Set Stephens-Davidovitz est un économiste, ancien salarié de Google. Il a fait le pari d’analyser le big data pour contourner le « biais de désirabilité sociale » qui fausserait les enquêtes sociologiques, partant du fait que l’on ne ment pas à Google pour faire ses recherches. Il en a publié un ouvrage, et plusieurs articles dans la presse, dont un sur la population gay aux USA dans le New-York Times. Il rapporte dans cet article que selon ses analyses du big data, 5% des hommes aux USA seraient de façon « prédominante » attirés par les hommes, mais que seuls 3% seraient sortis du placard, avec le taux le plus bas dans les États les moins tolérants : seuls 1% des hommes du Mississippi par exemple se disent « gay » sur Facebook, contre 3% en Californie, alors que le big data y montre un pourcentage de recherches de films porno gay équivalent.

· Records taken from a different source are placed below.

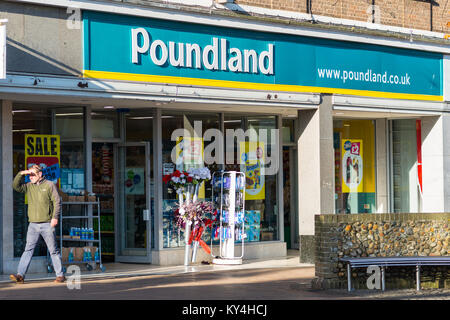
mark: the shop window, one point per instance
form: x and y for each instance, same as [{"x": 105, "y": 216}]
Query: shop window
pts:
[
  {"x": 105, "y": 125},
  {"x": 288, "y": 131},
  {"x": 261, "y": 206},
  {"x": 354, "y": 149},
  {"x": 172, "y": 237},
  {"x": 45, "y": 121},
  {"x": 261, "y": 203},
  {"x": 406, "y": 190},
  {"x": 69, "y": 125},
  {"x": 139, "y": 128}
]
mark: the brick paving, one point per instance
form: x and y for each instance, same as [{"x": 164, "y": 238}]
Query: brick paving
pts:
[{"x": 287, "y": 283}]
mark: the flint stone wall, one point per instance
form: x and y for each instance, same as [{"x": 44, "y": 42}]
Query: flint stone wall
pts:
[{"x": 381, "y": 235}]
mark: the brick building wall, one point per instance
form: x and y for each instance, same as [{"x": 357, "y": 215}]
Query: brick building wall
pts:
[
  {"x": 380, "y": 235},
  {"x": 400, "y": 13}
]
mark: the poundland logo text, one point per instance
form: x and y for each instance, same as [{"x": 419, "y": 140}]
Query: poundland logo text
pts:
[{"x": 192, "y": 55}]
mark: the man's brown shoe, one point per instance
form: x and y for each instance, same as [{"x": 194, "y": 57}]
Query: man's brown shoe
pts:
[{"x": 17, "y": 278}]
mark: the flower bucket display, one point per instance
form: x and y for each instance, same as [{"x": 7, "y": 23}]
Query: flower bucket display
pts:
[{"x": 191, "y": 215}]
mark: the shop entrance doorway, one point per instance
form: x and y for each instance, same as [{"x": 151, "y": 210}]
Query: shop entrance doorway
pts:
[
  {"x": 133, "y": 202},
  {"x": 289, "y": 195}
]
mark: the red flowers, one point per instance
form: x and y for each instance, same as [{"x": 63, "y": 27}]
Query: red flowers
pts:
[
  {"x": 166, "y": 178},
  {"x": 176, "y": 173}
]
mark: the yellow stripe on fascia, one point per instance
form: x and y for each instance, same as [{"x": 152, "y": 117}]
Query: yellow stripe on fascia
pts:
[{"x": 251, "y": 85}]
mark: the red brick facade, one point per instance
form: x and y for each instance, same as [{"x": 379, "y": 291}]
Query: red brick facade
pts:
[{"x": 413, "y": 14}]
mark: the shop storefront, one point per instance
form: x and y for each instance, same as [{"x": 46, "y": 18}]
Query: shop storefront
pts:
[{"x": 346, "y": 125}]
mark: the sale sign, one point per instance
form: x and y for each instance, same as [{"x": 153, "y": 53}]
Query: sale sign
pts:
[
  {"x": 44, "y": 150},
  {"x": 352, "y": 165}
]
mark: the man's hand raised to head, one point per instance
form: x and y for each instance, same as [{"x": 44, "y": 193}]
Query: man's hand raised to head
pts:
[{"x": 54, "y": 223}]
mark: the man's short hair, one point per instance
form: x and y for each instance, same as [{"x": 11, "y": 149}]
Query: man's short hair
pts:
[{"x": 36, "y": 168}]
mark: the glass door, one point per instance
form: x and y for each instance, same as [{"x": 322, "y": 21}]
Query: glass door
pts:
[{"x": 133, "y": 199}]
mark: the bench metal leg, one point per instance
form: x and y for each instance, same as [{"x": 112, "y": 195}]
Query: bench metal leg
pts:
[
  {"x": 349, "y": 278},
  {"x": 418, "y": 277}
]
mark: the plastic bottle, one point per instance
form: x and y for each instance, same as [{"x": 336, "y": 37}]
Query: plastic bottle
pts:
[
  {"x": 88, "y": 255},
  {"x": 97, "y": 256},
  {"x": 70, "y": 258}
]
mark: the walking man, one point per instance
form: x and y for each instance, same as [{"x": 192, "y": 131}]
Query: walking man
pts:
[{"x": 44, "y": 207}]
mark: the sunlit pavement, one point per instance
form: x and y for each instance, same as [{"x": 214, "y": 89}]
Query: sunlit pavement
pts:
[{"x": 276, "y": 279}]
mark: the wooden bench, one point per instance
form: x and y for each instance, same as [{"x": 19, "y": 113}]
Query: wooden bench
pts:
[{"x": 384, "y": 262}]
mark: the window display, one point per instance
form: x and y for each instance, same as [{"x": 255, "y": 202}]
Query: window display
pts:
[
  {"x": 38, "y": 121},
  {"x": 354, "y": 149},
  {"x": 405, "y": 179}
]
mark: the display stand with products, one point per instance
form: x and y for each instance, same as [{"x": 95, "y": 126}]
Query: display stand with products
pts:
[
  {"x": 87, "y": 255},
  {"x": 228, "y": 192}
]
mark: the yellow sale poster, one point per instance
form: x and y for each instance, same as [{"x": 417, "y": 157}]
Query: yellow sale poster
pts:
[
  {"x": 252, "y": 164},
  {"x": 44, "y": 150},
  {"x": 189, "y": 154},
  {"x": 356, "y": 170}
]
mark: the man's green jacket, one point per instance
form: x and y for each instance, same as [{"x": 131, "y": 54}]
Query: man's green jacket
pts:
[{"x": 44, "y": 202}]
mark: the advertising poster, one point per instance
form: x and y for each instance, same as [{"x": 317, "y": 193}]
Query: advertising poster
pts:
[
  {"x": 43, "y": 150},
  {"x": 135, "y": 181},
  {"x": 252, "y": 155},
  {"x": 352, "y": 165},
  {"x": 189, "y": 154}
]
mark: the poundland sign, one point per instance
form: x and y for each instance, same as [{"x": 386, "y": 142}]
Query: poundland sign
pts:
[
  {"x": 192, "y": 55},
  {"x": 152, "y": 50}
]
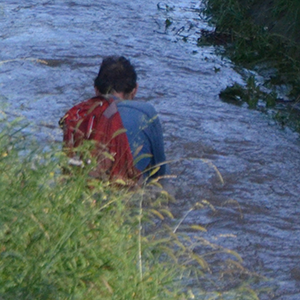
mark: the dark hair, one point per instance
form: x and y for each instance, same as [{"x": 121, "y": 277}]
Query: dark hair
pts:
[{"x": 116, "y": 74}]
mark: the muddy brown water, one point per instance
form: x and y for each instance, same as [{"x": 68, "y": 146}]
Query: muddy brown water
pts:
[{"x": 50, "y": 53}]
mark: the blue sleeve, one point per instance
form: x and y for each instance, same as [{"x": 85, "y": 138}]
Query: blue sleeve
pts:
[{"x": 155, "y": 135}]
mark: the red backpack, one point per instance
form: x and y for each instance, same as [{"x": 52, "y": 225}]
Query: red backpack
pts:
[{"x": 98, "y": 119}]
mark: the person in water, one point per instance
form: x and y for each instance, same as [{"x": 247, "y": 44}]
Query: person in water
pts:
[{"x": 117, "y": 77}]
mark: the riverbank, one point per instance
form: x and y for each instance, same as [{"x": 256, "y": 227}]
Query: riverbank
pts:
[
  {"x": 261, "y": 36},
  {"x": 62, "y": 239}
]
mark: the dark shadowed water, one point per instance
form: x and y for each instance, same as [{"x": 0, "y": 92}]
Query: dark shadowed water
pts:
[{"x": 50, "y": 54}]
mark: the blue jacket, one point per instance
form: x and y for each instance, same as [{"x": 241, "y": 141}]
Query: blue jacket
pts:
[{"x": 143, "y": 129}]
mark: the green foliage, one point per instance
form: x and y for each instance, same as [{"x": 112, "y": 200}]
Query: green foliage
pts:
[
  {"x": 260, "y": 35},
  {"x": 73, "y": 237}
]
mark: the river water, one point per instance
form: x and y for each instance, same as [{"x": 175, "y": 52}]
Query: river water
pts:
[{"x": 50, "y": 54}]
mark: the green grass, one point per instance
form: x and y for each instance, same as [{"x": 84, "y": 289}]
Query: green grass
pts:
[{"x": 62, "y": 239}]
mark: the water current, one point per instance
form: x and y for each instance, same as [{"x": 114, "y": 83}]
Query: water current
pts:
[{"x": 50, "y": 54}]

Cet ordre de grandeur – 5 à 7% de « HSH », hommes ayant des rapports sexuels fréquents avec des hommes – est aujourd’hui généralement admis, avec une population « out » d’environ la moitié, pour les pays de l’OCDE.

Ce sont là des chiffres importants à connaître lorsque l’on commence à travailler à une approche affinitaire vers les publics LGBT. Certes, c’est une clientèle de niche, qui anthropologiquement le restera. Mais avec quelques habitudes de loisirs et de consommation atypiques, qui font que les publics LGBT peuvent représenter jusqu’à un quart de quelques marchés, avec un potentiel de développement très important.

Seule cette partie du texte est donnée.